Comments section of Molina's post is of course filled with people who respond. In these comments is a bunch of Astros. Molina defends prisoners. Astros defender Marisnick.

"This is number 1 bs," writes Houston pitcher Lance McCullers to Molina. "This game was an unfortunate collision. It was unfortunate, it happened, and we all hope that Lucroy is okay! No one wants anyone to hurt and miss the time we are brotherhood. You've been long enough to know."

"Tell it to Lucroy's family or to Chirino (Astros catcher Robinson Chirinos). I want to know his opinion. Ask him!"

Alex Bregman, Justin Verlander, Carlos Correa and other Astros make the case for their teammates. Molina burns back to each one. Cleveland catcher Roberto Perez checks in and agrees with Molina. It is one that is baseball in the comment section, with far more competitiveness than you would find on the All-Star game. It feels like watching a bench clearing battle, one in which each player has a thought bubble over his head.

If there were any other Cardinals player, you would think the organization would have asked for a language editing now. But it's not another player. It's nine-time All-Star and nine-time Gold-Glove wins YMolina. He plays whenever he wants. He says what he wants. Cardinals have taken this position for years. Those who are offended by Molina's bad words will be disturbed. Most will focus on the curse words and miss the message.

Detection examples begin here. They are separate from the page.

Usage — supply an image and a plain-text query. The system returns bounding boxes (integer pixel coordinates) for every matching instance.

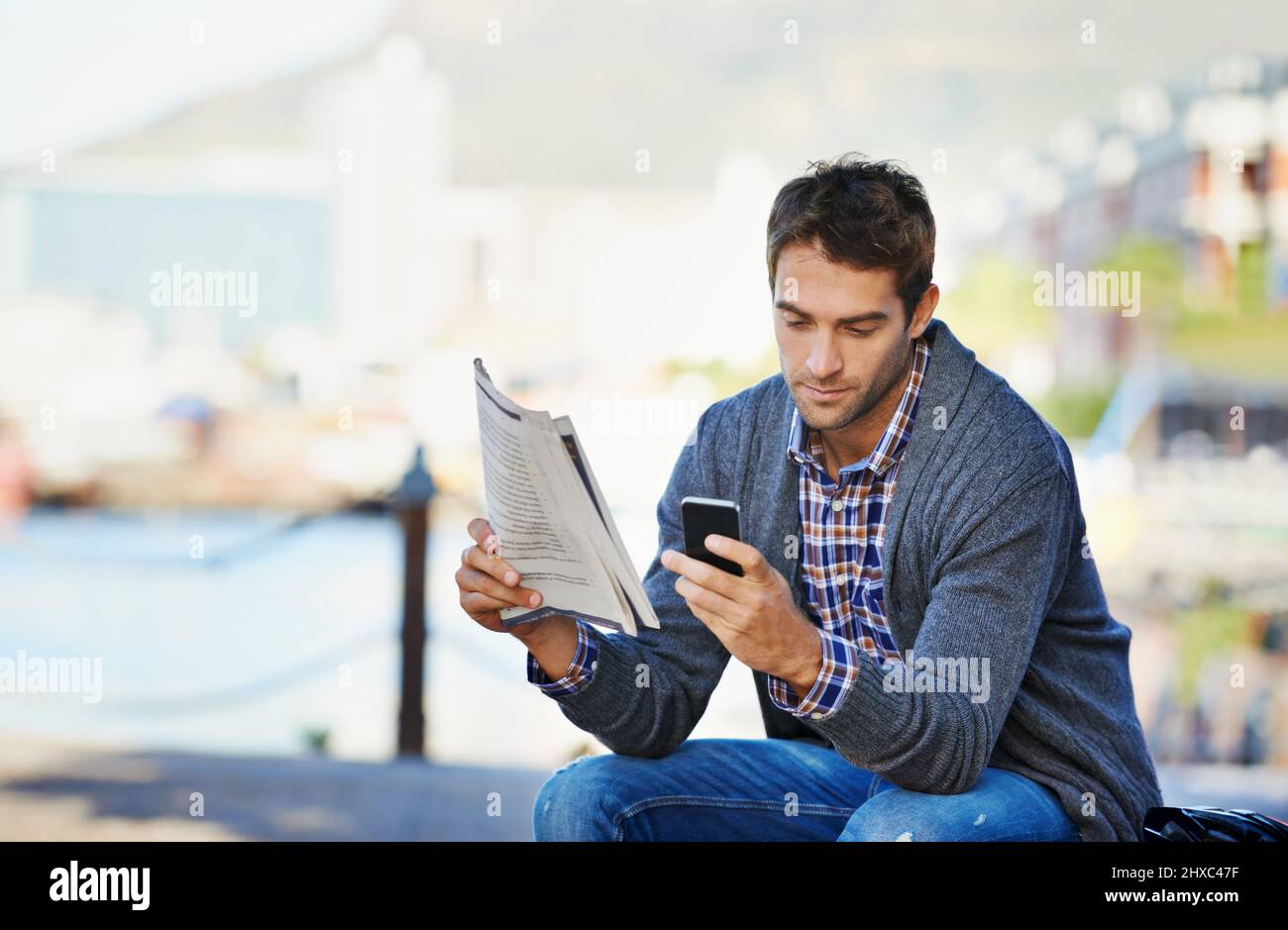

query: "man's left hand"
[662,533,823,694]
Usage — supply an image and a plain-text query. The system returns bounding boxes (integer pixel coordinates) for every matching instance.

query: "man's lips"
[802,384,847,400]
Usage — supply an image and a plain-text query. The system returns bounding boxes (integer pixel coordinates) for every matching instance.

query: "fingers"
[662,546,741,597]
[703,533,769,578]
[461,533,519,584]
[461,591,514,617]
[456,562,541,609]
[675,569,747,626]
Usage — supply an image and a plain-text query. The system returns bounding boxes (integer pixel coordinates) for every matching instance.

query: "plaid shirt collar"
[787,336,930,481]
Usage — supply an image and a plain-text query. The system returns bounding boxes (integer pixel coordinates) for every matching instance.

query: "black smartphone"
[680,497,742,577]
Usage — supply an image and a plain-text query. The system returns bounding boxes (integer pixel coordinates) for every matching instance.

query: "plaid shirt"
[768,339,930,720]
[528,339,930,705]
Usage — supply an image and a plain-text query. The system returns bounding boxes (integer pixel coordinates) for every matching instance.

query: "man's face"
[774,237,923,430]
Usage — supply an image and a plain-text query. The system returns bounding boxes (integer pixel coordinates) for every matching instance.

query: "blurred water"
[0,510,602,766]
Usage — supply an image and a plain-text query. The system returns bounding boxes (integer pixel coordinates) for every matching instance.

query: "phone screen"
[680,497,742,577]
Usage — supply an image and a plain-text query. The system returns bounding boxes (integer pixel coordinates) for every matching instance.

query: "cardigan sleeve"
[804,465,1078,794]
[528,398,741,759]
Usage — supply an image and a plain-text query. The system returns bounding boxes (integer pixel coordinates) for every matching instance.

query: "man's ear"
[909,282,939,339]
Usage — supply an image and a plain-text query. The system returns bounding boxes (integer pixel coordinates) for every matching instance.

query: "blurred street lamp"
[390,445,438,758]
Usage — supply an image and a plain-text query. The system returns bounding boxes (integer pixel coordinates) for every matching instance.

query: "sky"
[0,0,391,164]
[0,0,1288,187]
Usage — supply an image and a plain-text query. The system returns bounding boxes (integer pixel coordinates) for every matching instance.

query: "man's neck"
[818,349,915,481]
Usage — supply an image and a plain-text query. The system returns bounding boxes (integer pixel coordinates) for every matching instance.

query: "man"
[458,155,1162,841]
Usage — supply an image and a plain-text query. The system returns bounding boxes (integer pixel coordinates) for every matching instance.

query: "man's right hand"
[456,517,548,640]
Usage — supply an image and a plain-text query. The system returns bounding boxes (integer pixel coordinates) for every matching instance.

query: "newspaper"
[474,359,661,636]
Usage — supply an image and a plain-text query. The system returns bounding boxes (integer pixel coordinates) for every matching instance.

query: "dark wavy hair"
[767,152,935,329]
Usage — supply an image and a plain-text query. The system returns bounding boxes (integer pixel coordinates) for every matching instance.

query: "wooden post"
[393,445,437,758]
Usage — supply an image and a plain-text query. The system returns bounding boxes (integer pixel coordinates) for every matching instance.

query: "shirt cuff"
[768,629,864,720]
[528,620,599,695]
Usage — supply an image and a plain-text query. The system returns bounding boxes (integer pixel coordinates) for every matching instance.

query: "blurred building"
[975,55,1288,456]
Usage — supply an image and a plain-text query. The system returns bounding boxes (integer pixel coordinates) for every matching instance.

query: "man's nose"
[806,333,842,381]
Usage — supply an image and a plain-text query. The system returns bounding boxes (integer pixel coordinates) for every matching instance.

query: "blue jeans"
[532,740,1079,841]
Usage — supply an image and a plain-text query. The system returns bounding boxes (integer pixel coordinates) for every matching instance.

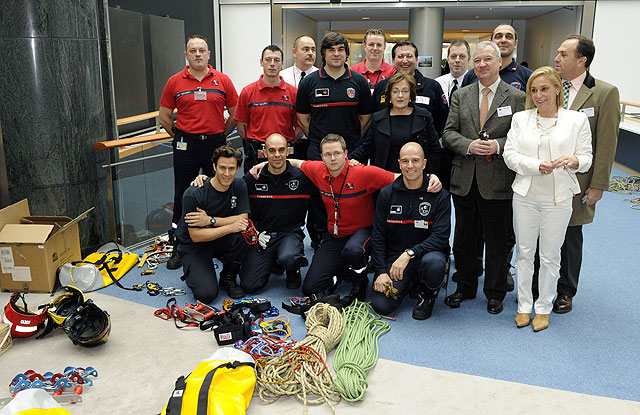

Molina must always protect his teammates, and hunters count as his teammates. It's a fraternity. That's why the former catcher and now Angels manager Brad Ausmus and Molina give each other a subtle salute before playing between the angels and the cardinals. Just as he hurried to the defense of John Brebbia (and St. Louis) when Kris Bryant did harmful swipes, Molina feels compelled to be the incredible voice of the catch, tired of seeing these kinds of collisions, tired of feeling the success of it immediately. and year down the queue, and tired of rule changes that turn to an automatic exit, but stop short to punish the base nunner beyond each game.

Soccer players marked for targeting miss the second half of the game or the first half of the next. Baseball players targeting hunters are called and take their next bat even though the captive, like Lucroy, is sent to the hospital to check for a reported concussion and potentially broken nose.

"It certainly didn't. It looks like Marisnick took a step to the left and bent into him with his arm up. The call was right. Major League Baseball should probably take a look at it and consider some kind of suspension. "

Ausmus, like Molina, must defend hunters. That's their code. And it is worth pointing out that Molina's quote – delivered with no shortage of fireworks – got more games than quotes from Lucysy's own manager.

Molina, 36 now and a veteran with 16 MLB seasons and counts, knows his voice carrier. He is proud to hold the conversation to protect hunters. will change its delivery now.